7 Tips on How To Photograph Spring Flowers

It’s spring! And after many, many weeks of trudging through a gray and lifeless winter, Nature has opened her bodice of modesty and presented us with all of the colors the snow had denied. It’s time to photograph flowers. No matter what level of flower photography you pursue, here are some tips that will deliver a few more blossoms.

1. Bring out the Lensbaby! The image at the top of this column was shot with a Lensbaby Velvet 56 at 1/3000 sec., f/1.6 and ISO 200 with a Fujifilm XT-1 set on Aperture Priority. Other Lensbaby optics are just as much fun.
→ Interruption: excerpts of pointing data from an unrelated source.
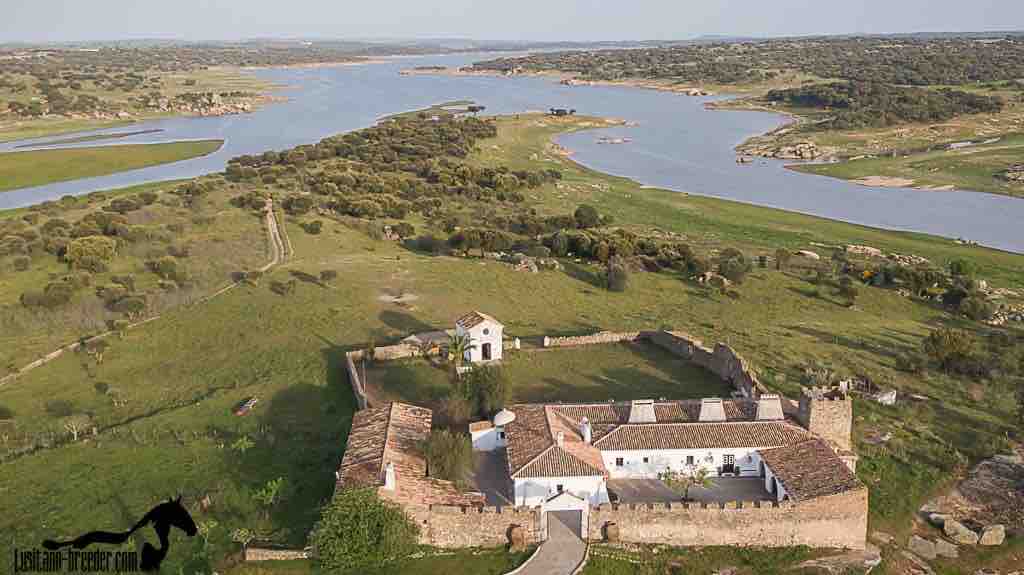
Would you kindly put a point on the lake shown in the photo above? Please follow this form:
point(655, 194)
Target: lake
point(676, 144)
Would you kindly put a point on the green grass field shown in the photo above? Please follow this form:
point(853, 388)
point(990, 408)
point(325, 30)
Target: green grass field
point(177, 379)
point(590, 373)
point(26, 169)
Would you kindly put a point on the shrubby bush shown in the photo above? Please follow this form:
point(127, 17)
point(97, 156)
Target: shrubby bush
point(450, 455)
point(617, 275)
point(384, 533)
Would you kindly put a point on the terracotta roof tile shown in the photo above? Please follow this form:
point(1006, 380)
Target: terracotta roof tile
point(702, 436)
point(391, 434)
point(810, 469)
point(526, 437)
point(558, 462)
point(474, 318)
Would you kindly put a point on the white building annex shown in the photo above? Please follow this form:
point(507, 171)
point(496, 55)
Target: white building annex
point(485, 335)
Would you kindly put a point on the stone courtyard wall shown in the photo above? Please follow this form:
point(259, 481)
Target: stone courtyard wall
point(449, 526)
point(830, 522)
point(836, 521)
point(593, 339)
point(353, 380)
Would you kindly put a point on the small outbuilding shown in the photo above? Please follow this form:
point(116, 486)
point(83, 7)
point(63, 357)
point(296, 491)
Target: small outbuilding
point(484, 334)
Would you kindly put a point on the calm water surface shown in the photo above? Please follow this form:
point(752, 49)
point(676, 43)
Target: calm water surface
point(677, 144)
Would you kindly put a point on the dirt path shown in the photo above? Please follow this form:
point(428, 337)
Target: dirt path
point(279, 253)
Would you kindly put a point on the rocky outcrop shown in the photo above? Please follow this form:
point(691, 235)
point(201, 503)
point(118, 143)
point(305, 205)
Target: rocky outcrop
point(922, 547)
point(992, 535)
point(799, 150)
point(958, 532)
point(1014, 174)
point(946, 549)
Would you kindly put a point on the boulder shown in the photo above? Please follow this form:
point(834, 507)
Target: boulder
point(882, 537)
point(938, 520)
point(958, 532)
point(946, 549)
point(922, 547)
point(611, 532)
point(992, 535)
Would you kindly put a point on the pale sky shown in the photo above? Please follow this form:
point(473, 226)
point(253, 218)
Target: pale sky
point(42, 20)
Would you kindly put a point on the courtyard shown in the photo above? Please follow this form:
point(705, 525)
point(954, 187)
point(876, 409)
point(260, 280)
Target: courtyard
point(590, 373)
point(722, 489)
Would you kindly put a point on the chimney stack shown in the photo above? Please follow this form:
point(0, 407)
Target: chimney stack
point(642, 411)
point(712, 409)
point(769, 408)
point(585, 431)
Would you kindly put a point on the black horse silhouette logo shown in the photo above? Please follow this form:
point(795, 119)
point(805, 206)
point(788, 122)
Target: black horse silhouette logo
point(163, 518)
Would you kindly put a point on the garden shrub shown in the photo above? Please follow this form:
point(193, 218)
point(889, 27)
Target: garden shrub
point(384, 535)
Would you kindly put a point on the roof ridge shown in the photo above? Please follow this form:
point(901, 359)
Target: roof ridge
point(534, 458)
point(568, 453)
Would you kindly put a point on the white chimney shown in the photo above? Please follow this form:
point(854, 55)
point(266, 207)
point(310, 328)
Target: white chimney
point(642, 411)
point(769, 408)
point(712, 409)
point(585, 430)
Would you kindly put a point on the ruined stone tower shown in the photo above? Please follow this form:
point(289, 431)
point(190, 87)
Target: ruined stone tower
point(827, 413)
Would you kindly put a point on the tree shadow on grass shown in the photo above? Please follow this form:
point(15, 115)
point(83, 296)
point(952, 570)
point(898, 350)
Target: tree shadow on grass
point(305, 428)
point(816, 293)
point(414, 381)
point(890, 347)
point(404, 322)
point(584, 274)
point(306, 277)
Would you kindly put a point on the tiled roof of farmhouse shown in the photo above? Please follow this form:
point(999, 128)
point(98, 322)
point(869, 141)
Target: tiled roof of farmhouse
point(666, 411)
point(531, 438)
point(532, 450)
point(474, 318)
point(809, 469)
point(391, 434)
point(702, 436)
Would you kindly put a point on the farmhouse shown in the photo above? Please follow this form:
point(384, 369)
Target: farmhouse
point(780, 472)
point(585, 449)
point(484, 334)
point(383, 452)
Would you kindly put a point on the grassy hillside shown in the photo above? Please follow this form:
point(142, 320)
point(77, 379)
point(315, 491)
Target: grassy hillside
point(26, 169)
point(167, 426)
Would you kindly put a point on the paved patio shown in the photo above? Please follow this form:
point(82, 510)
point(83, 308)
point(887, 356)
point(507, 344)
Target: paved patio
point(492, 477)
point(723, 489)
point(563, 550)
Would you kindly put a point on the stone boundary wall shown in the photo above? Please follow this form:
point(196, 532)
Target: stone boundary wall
point(837, 521)
point(834, 522)
point(261, 554)
point(453, 527)
point(599, 338)
point(353, 380)
point(723, 360)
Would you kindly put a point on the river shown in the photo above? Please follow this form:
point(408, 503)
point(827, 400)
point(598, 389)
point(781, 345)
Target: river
point(676, 144)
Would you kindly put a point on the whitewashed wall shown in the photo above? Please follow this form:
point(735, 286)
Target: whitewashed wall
point(535, 490)
point(485, 440)
point(769, 476)
point(494, 337)
point(488, 439)
point(748, 461)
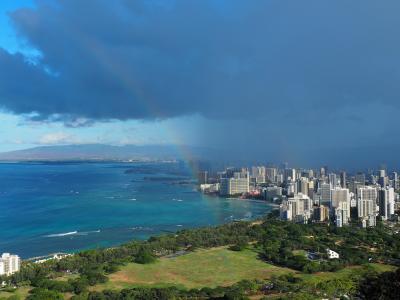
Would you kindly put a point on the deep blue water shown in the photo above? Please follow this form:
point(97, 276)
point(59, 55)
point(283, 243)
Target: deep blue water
point(47, 208)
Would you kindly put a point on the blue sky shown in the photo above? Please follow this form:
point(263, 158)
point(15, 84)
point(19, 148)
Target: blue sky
point(307, 81)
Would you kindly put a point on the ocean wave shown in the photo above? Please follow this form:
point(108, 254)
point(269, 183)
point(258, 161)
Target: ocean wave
point(88, 232)
point(72, 233)
point(62, 234)
point(140, 228)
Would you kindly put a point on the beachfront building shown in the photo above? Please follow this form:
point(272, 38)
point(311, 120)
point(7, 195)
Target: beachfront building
point(9, 264)
point(297, 208)
point(236, 185)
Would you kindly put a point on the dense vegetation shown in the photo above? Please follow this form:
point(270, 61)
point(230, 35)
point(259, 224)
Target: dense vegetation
point(297, 246)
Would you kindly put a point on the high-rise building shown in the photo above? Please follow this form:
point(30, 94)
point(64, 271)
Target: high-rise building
point(366, 204)
point(236, 185)
point(270, 174)
point(290, 174)
point(343, 180)
point(339, 195)
point(340, 204)
point(258, 173)
point(270, 193)
point(395, 179)
point(360, 177)
point(333, 180)
point(386, 202)
point(302, 186)
point(325, 194)
point(9, 264)
point(297, 208)
point(321, 213)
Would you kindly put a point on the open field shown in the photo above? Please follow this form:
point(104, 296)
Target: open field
point(210, 267)
point(21, 293)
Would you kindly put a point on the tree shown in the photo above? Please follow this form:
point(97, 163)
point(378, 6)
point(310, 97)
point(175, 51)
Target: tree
point(144, 256)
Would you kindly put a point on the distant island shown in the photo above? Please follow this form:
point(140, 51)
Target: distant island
point(266, 258)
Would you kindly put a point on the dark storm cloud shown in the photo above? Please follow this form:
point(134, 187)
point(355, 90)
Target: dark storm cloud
point(223, 59)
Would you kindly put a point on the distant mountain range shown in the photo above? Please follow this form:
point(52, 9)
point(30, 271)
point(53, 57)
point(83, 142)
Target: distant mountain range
point(107, 152)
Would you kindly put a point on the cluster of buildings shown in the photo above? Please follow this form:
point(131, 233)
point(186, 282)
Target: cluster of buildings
point(9, 264)
point(307, 195)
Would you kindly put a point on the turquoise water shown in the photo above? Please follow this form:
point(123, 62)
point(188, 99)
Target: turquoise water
point(65, 207)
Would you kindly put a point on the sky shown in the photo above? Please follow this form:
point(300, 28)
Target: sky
point(309, 82)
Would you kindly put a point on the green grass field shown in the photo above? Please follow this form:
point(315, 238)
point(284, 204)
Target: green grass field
point(21, 293)
point(210, 267)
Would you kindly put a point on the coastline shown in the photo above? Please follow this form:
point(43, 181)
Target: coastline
point(253, 220)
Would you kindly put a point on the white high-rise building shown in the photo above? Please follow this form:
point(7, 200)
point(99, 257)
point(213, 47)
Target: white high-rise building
point(302, 186)
point(333, 180)
point(340, 203)
point(324, 194)
point(298, 208)
point(9, 264)
point(236, 185)
point(386, 202)
point(367, 204)
point(258, 173)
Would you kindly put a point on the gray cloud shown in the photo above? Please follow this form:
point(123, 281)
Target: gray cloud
point(284, 64)
point(231, 59)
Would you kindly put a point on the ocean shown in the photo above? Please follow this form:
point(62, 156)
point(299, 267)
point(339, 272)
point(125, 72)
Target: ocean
point(67, 207)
Because all Lensbabies are manual focus, you’ll find yourself focusing through a nearly kaleidoscopic range of colors and distorted shapes. In other words, a Lensbaby forces you to be creative.

2. Whoa, wind. Even a breeze so slight that you can barely feel it can move a leaf or flower enough to blur the image. Fortunately, objects close to the ground are often shielded from the full effect, but be careful anyway. If you’re really serious about shooting flowers on windy days, cut the top, bottom and one side from a large cardboard box and use the remaining U-shaped structure as a windbreak.
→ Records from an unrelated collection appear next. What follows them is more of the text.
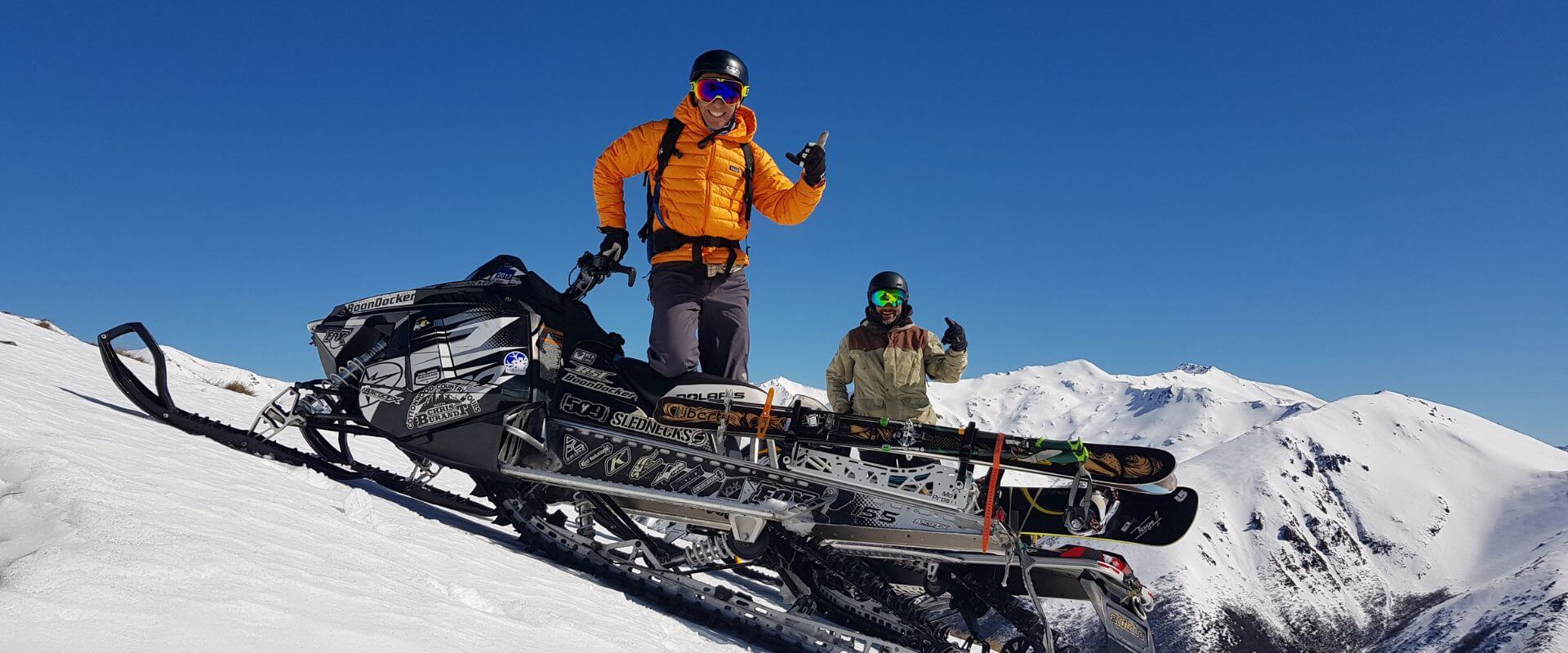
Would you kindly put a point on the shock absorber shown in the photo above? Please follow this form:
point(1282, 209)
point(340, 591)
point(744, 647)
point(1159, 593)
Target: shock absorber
point(350, 373)
point(709, 552)
point(344, 378)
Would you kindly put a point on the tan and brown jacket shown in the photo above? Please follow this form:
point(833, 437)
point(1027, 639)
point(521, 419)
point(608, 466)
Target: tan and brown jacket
point(888, 368)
3. Play with depth of field. The easiest way is to first focus the lens and then sway to and fro with the camera until you discover the best shot.

4. Your camera sees things you cannot. Spider webs, tiny insects, even just plain dirt and other things you didn’t notice can mysteriously appear on the flowers when you open them in Lightroom. Spider webs are a pain because they’re difficult to edit. And because spiders are such beneficial arachnids (they’re not insects), their webs should never be disturbed.

5. Do dew. Water droplets add a dimension all their own.

6. Don’t ignore monochrome. Flowers present seemingly endless arrays of repeating patterns. Often you can create a stronger image in black and white. The subtext here is that bright, colorful flowers can be presented in monochromatic tones.

7. Time for Alien Skin Snap Art! In a nutshell, Snap Art allows you to render digital images that look like they were created with liquid media—oil paint, crayon, comic print, watercolor, etc. You have full control over multiple parameters, and you don’t need even a scrap of talent.